Pejabat Administrasi Lembaga Islam di Yerusalem yang tak ingin disebutkan namanya mengungkapkan kepada Anadolu Agency bahwa polisi Israel melindungi 67 orang Yahudi fanatik yang memaksa masuk Masjid al-Aqsa.
Para pemukim Yahudi fanatik itu menyerbu Masjid al-Aqsa melalui Gerbang Al-Magharibah (Maroko) di barat daya kompleks Masjid Al-Aqsa.
Pejabat itu mengungkapkan sejumlah petugas intelijen Israel juga menyertai romobongan itu.
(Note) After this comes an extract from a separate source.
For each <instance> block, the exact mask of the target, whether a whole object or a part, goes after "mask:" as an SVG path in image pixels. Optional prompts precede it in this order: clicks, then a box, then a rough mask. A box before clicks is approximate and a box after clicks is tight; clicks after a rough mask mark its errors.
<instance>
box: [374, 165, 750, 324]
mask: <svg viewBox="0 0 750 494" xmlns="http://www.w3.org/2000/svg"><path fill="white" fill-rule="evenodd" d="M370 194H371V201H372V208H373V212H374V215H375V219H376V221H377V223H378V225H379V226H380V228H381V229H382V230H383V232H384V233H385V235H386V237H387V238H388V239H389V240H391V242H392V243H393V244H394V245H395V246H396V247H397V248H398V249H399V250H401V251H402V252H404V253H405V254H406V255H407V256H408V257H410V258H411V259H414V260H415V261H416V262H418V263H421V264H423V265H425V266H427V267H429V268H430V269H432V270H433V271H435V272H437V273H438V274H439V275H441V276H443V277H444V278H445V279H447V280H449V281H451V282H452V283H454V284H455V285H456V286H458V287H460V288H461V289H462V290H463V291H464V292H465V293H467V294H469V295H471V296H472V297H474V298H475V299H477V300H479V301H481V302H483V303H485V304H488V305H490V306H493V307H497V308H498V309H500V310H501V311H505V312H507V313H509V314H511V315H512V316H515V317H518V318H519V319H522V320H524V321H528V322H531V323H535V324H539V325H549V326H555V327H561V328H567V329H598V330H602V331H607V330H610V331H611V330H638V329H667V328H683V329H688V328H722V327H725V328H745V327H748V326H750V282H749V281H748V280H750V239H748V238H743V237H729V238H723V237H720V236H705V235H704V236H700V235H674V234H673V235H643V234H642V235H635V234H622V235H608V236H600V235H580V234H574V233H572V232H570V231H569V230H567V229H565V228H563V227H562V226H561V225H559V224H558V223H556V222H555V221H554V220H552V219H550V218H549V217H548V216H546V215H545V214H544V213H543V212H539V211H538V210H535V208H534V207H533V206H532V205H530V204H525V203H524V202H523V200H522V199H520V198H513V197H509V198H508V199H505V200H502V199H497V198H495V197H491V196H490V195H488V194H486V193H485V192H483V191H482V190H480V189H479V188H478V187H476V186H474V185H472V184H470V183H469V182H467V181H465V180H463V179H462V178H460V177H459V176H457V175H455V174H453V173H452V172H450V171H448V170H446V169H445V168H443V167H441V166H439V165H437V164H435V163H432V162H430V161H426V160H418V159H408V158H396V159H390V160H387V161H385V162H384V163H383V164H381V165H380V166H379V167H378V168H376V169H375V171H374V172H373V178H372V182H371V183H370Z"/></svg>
Penyerbuan pemukim Yahudi fanatik menyebabkan ketegangan dan keributan antara warga Palestina dan polisi Israel di kompleks tersebut.
Israel menduduki Yerusalem Timur, tempat al-Aqsa berada, selama Perang Timur Tengah 1967.
Israel Secara resmi mencaplok seluruh kota pada 1980, mengklaimnya sebagai ibu kota dalam langkah yang tidak pernah diakui oleh masyarakat internasional.
Pada akhir 2015, Perdana Menteri Israel Benjamin Netanyahu telah melarang menteri dan anggota parlemen memasuki kompleks al-Aqsa dalam upaya untuk menenangkan ketegangan di Tepi Barat yang diduduki Israel, menyusul serangan yang dilakukan berulang kali oleh pemukim Yahudi di situs tersebut.
Namun pada Juni tahun lalu, Netanyahu mencabut larangan tersebut, yang kemudian memungkinkan anggota Knesset (parlemen Israel) untuk mengunjungi kompleks tersebut setiap tiga bulan sekali.